The beloved Judy Bonds referred to him as “our man in Washington.” For other Appalachian activists eagerly awaiting his return to the region to run for Congress, eastern Tennessee native JW Randolph has played a major role on Capitol Hill as one of the top legislative strategists over the past five years–and in the blogosphere–in the campaign to end mountaintop removal mining.

As Rep. Frank Pallone (D-NJ) and Rep. Dave Reichert (R-WA) re-introduce the Clean Water Protection Act this week, the sleep-deprived father of a newborn babe will walk the halls of Congress once again with legions of other citizen lobbyists with the Alliance for Appalachia in an uphill legislative battle.

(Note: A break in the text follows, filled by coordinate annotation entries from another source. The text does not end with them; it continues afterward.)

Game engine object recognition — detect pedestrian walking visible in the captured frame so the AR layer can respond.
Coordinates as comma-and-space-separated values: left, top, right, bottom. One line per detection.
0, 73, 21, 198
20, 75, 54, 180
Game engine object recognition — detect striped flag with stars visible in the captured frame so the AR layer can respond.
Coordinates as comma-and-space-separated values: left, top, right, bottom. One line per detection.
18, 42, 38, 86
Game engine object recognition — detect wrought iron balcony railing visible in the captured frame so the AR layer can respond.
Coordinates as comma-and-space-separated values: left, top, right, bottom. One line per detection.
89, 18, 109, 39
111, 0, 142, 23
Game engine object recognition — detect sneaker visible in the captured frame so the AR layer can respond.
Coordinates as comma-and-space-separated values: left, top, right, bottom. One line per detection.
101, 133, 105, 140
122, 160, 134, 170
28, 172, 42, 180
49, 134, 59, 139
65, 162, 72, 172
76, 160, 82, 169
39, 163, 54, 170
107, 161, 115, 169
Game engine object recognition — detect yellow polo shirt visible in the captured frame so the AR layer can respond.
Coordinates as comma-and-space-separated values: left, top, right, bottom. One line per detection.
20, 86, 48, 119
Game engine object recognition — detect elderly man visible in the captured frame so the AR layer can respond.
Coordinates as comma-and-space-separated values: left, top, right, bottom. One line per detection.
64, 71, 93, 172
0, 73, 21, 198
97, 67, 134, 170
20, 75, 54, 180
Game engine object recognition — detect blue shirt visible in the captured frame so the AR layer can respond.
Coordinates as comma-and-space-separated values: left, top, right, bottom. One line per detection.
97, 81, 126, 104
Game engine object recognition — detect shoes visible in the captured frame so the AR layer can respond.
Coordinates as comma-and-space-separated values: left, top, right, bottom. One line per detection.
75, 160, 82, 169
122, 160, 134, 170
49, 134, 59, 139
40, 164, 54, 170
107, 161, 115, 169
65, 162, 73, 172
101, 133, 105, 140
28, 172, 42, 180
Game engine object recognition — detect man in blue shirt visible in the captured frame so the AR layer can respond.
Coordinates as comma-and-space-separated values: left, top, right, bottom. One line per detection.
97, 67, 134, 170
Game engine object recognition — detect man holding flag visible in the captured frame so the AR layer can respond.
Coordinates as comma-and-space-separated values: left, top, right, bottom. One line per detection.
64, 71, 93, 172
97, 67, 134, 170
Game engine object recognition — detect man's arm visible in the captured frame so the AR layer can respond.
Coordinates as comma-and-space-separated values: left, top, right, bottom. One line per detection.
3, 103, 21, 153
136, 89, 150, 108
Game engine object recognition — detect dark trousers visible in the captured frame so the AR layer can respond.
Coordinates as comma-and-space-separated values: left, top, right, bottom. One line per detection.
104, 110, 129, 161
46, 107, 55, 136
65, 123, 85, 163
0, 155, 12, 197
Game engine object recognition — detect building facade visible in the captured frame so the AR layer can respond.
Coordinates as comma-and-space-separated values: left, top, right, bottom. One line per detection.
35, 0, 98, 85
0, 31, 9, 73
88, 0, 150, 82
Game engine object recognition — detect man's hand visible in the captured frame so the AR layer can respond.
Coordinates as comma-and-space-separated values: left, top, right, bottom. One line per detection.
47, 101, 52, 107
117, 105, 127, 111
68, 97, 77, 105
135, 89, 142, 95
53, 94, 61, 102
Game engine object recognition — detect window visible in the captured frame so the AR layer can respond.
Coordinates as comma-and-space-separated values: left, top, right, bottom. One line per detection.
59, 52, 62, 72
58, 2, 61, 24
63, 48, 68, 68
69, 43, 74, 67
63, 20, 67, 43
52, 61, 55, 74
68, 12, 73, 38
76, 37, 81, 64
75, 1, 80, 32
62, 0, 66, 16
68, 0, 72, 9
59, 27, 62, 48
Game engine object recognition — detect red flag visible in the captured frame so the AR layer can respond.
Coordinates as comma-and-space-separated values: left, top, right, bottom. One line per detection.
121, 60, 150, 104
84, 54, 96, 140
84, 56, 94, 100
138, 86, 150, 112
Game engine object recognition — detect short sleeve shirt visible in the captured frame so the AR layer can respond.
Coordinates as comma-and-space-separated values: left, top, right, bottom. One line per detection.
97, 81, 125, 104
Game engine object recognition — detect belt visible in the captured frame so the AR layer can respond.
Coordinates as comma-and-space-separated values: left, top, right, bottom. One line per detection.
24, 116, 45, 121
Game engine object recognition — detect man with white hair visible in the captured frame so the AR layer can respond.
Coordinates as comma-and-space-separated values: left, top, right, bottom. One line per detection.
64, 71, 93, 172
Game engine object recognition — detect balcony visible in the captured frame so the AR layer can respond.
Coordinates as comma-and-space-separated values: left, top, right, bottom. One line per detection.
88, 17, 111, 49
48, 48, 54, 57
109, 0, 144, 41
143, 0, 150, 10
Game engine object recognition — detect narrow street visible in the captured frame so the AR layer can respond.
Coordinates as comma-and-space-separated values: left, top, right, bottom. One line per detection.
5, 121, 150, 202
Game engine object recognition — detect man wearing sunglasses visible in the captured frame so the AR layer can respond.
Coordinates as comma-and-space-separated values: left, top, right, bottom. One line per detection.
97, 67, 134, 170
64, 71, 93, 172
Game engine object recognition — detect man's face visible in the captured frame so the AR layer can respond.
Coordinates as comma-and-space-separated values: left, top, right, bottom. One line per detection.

Jeff Biggers: The anti-mountaintop removal mining movement (MTR) has developed a strong citizens lobbying component. How do you see legislative efforts as vital to the overall mission of abolishing mountaintop removal operations?

JW Randolph: Citizen lobbyists from Appalachia are the most important reason that more than 200 members of the House have already taken anti-MTR actions, the reason bipartisan Senate legislation to stop valley fills has been introduced, and the primary reason that President Obama and his administration have even taken the first glimpse at the issue of mountaintop removal. That’s something that Representatives, Senators, and staff within the White House have made very clear to us. Continued citizen lobbying from Appalachia is an essential and growing piece of the puzzle to not just end mountaintop removal, but to begin building a sustainable future for the Appalachian region.

When I was just a kid in the mountains, I saw all this incredible energy being created around this horrible issue of mountaintop removal. But Congress and the President never mentioned it. The missing piece, it seemed to me, was a connection between the national movement created by the Appalachian people who were so incensed by this issue and our elected officials in Washington. Through monthly citizen lobbying efforts, Appalachian Voices and the Alliance for Appalachia has succeeded in bringing that message and our energy to Washington, and it is having an enormous impact. The coal lobby doesn’t get freebies anymore, because thousands of regular American citizens -- who are on no kind of payroll – are standing up and going toe-to-toe with them. And there is nothing more powerful than citizens who are taking their stories straight to decision makers.

To beat the coal industry it is important that the people of Appalachia continue to communicate our vision and our values beyond just one bill or one amendment or one case in court. Victories may come piece-by-piece, but you can’t shape the future if you don’t win the hearts and minds of the other people in Appalachia and America as a whole. I think that the pro-mountaintop movement is particularly good at letting people know that sure, we want to end mountaintop removal, but we also want to ensure that our miners are safe, that the communities we have are wholesome, and that what economy we have is sustainable.